The Bauhaus was created after the First World War to find new ways of life. In Dessau, for example, they began building prototypes that would allow the working class to own their own homes. The Bauhaus has had a direct impact on society through social housing projects. It’s therefore not only a design model but also a social and an economic one.

... and a political one?

Yes, the Bauhaus was clearly political. It was based on a basic democratic understanding and allowed for different opinions. It was always a place of great discourse and debate. That’s also our claim to the inheritance of the Bauhaus in Dessau.

The Bauhaus was been a place of great discourse and debate.
Claudia Perren, Director of the Bauhaus Foundation in Dessau

The Bauhaus existed for only fourteen years. What influence does it still exert on art, design and architecture?

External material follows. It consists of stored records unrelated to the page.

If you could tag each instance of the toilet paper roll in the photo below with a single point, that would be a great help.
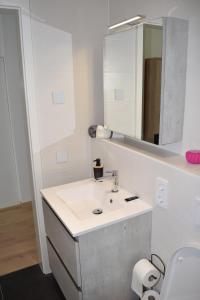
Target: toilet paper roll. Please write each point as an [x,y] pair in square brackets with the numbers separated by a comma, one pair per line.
[151,295]
[144,275]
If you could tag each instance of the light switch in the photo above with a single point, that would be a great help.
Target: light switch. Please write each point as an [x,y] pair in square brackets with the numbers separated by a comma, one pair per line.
[61,157]
[161,192]
[58,97]
[118,95]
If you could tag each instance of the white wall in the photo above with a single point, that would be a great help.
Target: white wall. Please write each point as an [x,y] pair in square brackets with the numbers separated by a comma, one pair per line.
[64,127]
[11,52]
[190,10]
[174,227]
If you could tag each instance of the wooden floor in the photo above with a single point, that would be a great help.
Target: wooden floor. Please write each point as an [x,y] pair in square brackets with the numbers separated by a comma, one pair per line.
[17,238]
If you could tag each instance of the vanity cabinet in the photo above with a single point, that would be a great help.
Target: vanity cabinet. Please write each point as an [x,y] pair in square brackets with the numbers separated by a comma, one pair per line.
[97,265]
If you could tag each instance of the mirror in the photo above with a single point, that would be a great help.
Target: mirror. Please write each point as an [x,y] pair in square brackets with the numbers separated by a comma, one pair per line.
[140,71]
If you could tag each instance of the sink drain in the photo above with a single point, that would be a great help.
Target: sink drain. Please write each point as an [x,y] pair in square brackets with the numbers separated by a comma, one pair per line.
[97,211]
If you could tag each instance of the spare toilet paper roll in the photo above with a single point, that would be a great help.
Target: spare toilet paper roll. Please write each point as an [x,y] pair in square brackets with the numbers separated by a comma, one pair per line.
[151,295]
[144,274]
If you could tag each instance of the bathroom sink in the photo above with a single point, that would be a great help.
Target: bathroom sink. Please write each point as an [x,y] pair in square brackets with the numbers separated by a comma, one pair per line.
[86,205]
[94,198]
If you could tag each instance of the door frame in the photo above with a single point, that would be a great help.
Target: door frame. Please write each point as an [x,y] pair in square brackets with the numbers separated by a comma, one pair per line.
[32,124]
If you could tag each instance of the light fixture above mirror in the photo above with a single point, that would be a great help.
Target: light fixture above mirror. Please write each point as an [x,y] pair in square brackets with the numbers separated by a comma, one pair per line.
[130,22]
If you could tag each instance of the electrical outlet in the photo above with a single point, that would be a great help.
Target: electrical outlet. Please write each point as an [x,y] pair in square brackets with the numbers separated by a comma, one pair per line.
[197,212]
[162,192]
[61,157]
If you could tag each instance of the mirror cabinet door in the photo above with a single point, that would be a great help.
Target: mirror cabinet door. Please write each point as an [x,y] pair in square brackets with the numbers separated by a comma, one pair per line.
[141,67]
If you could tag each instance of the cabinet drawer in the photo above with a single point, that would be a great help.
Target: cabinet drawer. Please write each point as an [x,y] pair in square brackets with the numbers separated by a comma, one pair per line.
[66,284]
[66,247]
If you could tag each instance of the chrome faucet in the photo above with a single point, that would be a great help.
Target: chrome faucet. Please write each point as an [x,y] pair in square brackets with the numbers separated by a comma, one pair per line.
[115,175]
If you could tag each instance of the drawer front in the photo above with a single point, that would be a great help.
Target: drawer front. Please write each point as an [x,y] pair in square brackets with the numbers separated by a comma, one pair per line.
[66,247]
[66,284]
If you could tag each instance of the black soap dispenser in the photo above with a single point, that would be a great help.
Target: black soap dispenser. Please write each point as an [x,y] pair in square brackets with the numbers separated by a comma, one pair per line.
[98,168]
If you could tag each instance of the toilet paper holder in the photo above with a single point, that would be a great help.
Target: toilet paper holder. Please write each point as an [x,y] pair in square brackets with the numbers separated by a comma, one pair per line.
[152,260]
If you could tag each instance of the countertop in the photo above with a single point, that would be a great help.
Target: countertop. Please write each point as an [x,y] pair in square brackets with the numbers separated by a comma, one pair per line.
[78,227]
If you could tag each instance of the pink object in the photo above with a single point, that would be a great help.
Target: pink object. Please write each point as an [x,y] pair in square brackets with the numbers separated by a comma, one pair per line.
[193,156]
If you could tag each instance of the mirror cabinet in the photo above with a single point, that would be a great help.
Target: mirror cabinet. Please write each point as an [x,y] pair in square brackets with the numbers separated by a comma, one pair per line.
[145,79]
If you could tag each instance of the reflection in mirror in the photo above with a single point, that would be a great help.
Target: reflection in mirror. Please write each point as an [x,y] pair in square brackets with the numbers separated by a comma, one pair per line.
[144,82]
[132,60]
[119,82]
[152,82]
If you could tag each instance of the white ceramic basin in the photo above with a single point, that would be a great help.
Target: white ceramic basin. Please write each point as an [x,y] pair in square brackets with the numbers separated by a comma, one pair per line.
[74,203]
[88,196]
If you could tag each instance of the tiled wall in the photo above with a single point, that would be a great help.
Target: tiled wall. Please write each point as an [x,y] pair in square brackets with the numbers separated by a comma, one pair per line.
[173,227]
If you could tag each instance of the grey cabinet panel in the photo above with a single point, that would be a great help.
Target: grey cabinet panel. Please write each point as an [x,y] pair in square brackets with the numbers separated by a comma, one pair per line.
[65,282]
[108,255]
[174,63]
[64,244]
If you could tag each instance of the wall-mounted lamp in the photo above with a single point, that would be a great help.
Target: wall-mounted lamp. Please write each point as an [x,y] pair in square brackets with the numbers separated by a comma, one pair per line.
[130,22]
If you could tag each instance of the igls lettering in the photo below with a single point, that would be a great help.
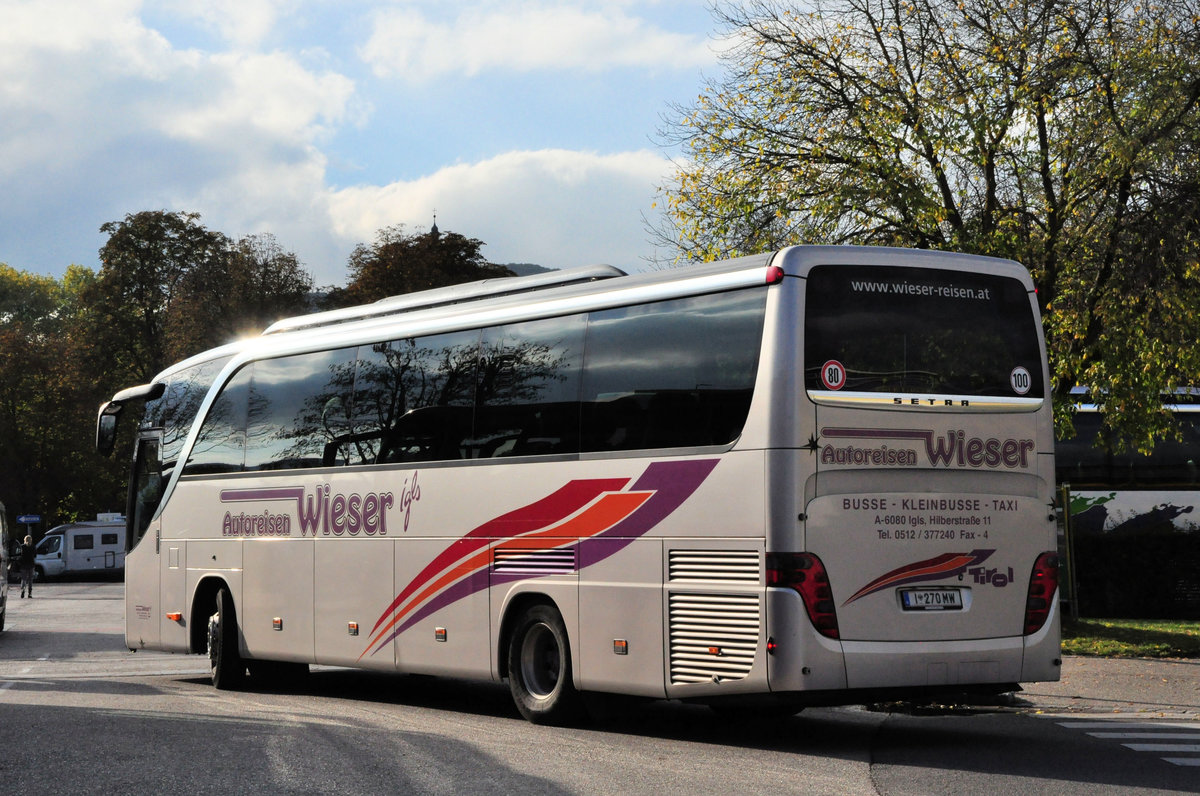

The Bauhaus was above all transdisciplinary and international. Young people from all over the world studied there and then went back to their countries or moved on. As a result, the Bauhaus developed from the start out of the most various international aspects, and at the same time, its ideas, techniques, methods and practices have spread more and more around the world. Today not only designers and architects hark back to the Bauhaus, but also actors, musicians and photographers see it as a source of inspiration.

What attracts you personally to the Bauhaus?

I’m actually most fascinated by the internationalism. I grew up in East Berlin and was 17 when the Wall fell. After that I lived in Zurich, New York and Sydney before moving to Dessau with my family. The Bauhaus’s internationalism embodies this freedom for me. It also represents an early form of equality. Although women didn’t always have it easy at the Bauhaus, they still had the opportunity at the beginning of the twentieth century to study there. These are very contemporary approaches, still of interest to us today.